Things are the same throughout Scripture, we see story after story that reminds us of this very truth. And ultimately we see this displayed in the choosing of the disciples. Jesus chooses twelve men who are so likely to put their foot in their mouth, they fight, they cut people’s ears off, and lack faith and courage. In other words, they are ordinary men. And yet God uses them and uses them to do extraordinary things.
What’s the point?
When ordinary people do extraordinary things, God gets all the glory.

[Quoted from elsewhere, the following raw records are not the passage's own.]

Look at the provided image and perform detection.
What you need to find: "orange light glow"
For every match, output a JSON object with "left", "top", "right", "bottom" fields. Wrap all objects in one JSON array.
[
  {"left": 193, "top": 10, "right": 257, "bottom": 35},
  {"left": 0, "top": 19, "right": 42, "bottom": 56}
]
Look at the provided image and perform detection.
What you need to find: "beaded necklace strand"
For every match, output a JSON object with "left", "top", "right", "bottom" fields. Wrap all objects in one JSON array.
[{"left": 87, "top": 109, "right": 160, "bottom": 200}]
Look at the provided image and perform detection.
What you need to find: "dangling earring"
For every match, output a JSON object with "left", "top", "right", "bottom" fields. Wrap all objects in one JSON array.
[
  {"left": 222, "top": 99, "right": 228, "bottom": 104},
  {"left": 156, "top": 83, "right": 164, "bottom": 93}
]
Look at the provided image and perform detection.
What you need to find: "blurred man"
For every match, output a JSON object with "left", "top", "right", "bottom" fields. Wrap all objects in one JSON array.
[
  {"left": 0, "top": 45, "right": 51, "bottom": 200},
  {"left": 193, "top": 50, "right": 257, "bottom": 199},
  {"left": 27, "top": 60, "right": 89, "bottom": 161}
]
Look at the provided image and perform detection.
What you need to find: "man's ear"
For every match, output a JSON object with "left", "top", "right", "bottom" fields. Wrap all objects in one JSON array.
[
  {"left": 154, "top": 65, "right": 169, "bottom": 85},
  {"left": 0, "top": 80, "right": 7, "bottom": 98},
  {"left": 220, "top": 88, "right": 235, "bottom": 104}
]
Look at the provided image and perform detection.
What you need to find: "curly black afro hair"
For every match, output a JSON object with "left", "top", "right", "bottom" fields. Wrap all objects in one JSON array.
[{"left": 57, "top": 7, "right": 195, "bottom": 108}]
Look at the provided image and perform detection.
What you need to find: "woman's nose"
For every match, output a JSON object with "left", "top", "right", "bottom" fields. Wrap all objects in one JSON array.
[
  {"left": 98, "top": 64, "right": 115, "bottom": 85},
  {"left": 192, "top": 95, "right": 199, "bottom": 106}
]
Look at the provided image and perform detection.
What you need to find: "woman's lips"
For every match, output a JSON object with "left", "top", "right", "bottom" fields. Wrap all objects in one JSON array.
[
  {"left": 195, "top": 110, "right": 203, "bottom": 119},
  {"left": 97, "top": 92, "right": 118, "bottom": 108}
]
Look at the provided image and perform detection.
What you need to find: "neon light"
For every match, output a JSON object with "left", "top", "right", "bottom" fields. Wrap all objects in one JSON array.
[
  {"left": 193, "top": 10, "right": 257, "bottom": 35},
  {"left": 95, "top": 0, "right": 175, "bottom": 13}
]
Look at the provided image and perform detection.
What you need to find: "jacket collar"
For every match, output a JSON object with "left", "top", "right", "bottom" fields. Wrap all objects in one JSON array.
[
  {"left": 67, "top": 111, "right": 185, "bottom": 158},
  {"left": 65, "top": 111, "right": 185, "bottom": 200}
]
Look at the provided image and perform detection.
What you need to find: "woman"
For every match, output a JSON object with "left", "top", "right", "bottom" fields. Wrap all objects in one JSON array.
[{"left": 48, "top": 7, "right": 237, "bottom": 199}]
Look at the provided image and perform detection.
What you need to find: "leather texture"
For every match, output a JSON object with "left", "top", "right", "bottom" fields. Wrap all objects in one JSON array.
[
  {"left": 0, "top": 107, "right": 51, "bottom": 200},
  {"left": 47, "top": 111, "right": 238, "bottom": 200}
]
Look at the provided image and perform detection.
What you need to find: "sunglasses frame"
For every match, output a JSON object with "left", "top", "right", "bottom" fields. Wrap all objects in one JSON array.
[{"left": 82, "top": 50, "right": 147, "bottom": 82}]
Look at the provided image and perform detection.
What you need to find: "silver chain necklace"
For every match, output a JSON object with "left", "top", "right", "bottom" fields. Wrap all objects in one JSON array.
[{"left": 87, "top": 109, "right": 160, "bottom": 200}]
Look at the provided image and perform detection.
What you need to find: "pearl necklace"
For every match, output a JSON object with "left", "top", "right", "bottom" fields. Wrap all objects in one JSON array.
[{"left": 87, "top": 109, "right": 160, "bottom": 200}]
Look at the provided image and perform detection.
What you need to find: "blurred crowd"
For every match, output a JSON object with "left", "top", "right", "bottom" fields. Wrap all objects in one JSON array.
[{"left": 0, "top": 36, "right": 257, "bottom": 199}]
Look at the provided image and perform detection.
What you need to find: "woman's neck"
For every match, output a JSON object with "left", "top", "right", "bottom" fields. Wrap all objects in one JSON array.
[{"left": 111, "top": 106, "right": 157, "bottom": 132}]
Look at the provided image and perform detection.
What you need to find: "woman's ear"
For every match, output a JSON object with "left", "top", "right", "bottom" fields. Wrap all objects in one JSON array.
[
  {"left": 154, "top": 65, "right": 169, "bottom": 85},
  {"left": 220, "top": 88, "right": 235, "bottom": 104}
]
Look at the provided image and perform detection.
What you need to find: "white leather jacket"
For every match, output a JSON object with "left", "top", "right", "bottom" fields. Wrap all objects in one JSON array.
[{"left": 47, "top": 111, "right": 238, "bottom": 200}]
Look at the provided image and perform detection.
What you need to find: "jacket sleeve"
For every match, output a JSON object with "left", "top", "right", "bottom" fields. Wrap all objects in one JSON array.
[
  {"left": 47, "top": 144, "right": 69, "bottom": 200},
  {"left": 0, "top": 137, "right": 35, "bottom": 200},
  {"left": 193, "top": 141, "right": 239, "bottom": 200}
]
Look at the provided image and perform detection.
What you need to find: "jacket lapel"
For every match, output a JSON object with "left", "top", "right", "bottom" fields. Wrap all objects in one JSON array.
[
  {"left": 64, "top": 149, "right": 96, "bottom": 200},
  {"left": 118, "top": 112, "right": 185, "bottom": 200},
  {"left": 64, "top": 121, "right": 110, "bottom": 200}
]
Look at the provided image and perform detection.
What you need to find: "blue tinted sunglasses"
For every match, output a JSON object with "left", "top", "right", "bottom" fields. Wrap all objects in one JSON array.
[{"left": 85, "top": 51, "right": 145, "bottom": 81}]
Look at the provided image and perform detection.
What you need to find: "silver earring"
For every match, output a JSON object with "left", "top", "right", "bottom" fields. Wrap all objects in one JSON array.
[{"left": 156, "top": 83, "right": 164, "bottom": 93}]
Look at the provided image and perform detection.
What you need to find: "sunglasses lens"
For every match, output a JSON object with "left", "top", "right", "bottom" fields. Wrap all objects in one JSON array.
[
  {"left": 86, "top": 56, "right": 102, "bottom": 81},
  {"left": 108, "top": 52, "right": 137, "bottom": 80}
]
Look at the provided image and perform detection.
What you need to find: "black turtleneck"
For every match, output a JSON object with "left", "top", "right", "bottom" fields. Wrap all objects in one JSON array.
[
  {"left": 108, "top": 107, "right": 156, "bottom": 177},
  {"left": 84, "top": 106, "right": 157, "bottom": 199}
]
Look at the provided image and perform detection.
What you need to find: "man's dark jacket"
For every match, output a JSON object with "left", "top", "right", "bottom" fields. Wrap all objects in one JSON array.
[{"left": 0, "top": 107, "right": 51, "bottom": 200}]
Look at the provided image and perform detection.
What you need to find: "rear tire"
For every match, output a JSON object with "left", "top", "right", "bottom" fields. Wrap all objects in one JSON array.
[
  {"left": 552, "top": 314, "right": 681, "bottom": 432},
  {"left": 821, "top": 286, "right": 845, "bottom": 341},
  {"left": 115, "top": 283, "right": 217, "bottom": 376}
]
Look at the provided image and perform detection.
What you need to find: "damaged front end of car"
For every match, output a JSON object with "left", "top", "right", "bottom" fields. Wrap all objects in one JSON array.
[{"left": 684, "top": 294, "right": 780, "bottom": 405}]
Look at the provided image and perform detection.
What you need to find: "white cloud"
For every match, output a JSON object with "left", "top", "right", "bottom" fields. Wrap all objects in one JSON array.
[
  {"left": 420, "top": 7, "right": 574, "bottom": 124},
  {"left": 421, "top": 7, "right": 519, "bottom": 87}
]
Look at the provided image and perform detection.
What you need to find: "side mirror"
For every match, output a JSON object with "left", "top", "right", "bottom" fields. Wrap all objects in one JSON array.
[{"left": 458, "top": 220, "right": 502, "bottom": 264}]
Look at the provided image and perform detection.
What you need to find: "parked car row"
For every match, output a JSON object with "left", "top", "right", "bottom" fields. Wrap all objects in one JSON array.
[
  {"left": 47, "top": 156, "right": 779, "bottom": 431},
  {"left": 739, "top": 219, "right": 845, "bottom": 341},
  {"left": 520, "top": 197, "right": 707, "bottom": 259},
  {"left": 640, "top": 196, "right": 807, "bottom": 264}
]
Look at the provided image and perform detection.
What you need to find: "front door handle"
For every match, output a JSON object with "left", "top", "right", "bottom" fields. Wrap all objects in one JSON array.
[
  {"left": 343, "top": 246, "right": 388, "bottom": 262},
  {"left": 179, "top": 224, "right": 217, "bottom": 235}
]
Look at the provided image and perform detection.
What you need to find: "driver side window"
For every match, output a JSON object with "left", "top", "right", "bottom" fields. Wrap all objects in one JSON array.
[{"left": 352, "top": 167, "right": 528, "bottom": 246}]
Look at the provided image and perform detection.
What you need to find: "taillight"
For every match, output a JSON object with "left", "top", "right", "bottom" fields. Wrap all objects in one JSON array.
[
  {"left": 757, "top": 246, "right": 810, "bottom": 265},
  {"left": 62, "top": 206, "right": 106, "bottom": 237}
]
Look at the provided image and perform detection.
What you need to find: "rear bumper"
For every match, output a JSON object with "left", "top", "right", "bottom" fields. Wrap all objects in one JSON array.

And God shares his glory with no one. In fact, 1 Corinthians 1:18-31 tells us exactly why God chooses to work this way. In verse 19 the Bible tells us that God says “I will destroy the wisdom of the wise, And the cleverness of the clever I will set aside.”
And in the rest of the chapter he tells us that he is going to do it by saving people who seem rather ordinary, if not even less than that. In fact, he even says that he chooses people who aren’t wise, noble or mighty, who are ignored and even who are nothing so that the weak can shame the strong and so that no one may boast.
Do you feel inadequate at times? Do you feel like you don’t have what it takes to share the Gospel or to serve the Lord?
Then you are exactly the kind of person God wants to use to bring the Gospel to the world.
Sure God can choose to save celebrities for his glory and use them to save many of his elect. But God typically, throughout biblical and church history, chooses those who are weak according to the flesh in order to make them strong and use them mightily, so that when people look around at everything these men and women have accomplished, they will instantly lift their eyes to heaven and worship the one who enabled these ordinary people to do extraordinary things.